Display version (pdf)

UPDATE: eval in definitions vs. interactions

DrScheme can do some strange things. If you type (eval '(+ 1 2)) in the interactions (bottom) window, you will get back 3, as expected. However, if you type the exact same expression, (eval '(+ 1 2)), into the definitions window, DrScheme gives an error basically saying that + is undefined. What gives?

The long answer is documented here (note: this is technically the documentation for a later version of Scheme called Racket, but the exposition is better than in the documentation for our older version).

The short answer is that the definitions window actually creates a Scheme module, and the interactions window is executed outside of that module. So the behavior of eval is different because they are in different namespaces. Roughly speaking, eval can't see the bindings of the module it's currently in.

In case you actually do want to do something like this, there is a two-line fix:

  (define-namespace-anchor nsanchor)
  (define ns (namespace-anchor->namespace nsanchor))
Putting this in the definitions window just attaches a name - ns - to the module's namespace.
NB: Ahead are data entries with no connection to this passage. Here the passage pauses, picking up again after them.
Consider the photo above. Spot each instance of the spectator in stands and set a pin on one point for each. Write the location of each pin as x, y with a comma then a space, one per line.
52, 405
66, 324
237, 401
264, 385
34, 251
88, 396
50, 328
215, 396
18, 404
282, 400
Then you can pass this namespace to eval and something like
(eval '(+ 1 2) ns)
will actually work - in either window.

(Try to remember this when we talk about namespaces from the point of view of the compiler in a few weeks.)

Reference Reading

These readings are not required; however, they will be very useful to review this material and/or gain more depth.



Reading: SICP Section 1.3. (You can skip the unnumbered subsections on the half-interval method, Newton's method, etc.)

Exercises: Code up solutions to exercises 1 and 2 and print them out. Add your written solution to #3 and hand in all three as a hard copy. Due at the beginning of class on Friday.

  1. Write a function (make-adder n) that returns a function (lambda expression) which takes one argument and adds n to it.
    So for instance ((make-adder 5) 3)8.
  2. Write a function (double f) which takes a 1-argument function f and produces a one-argument function (lambda expression) that takes an argument x and produces (f (f x)). So for instance (double sqrt) produces a function to find 4th roots.
  3. Are we allowed to say (double double)? What does it produce?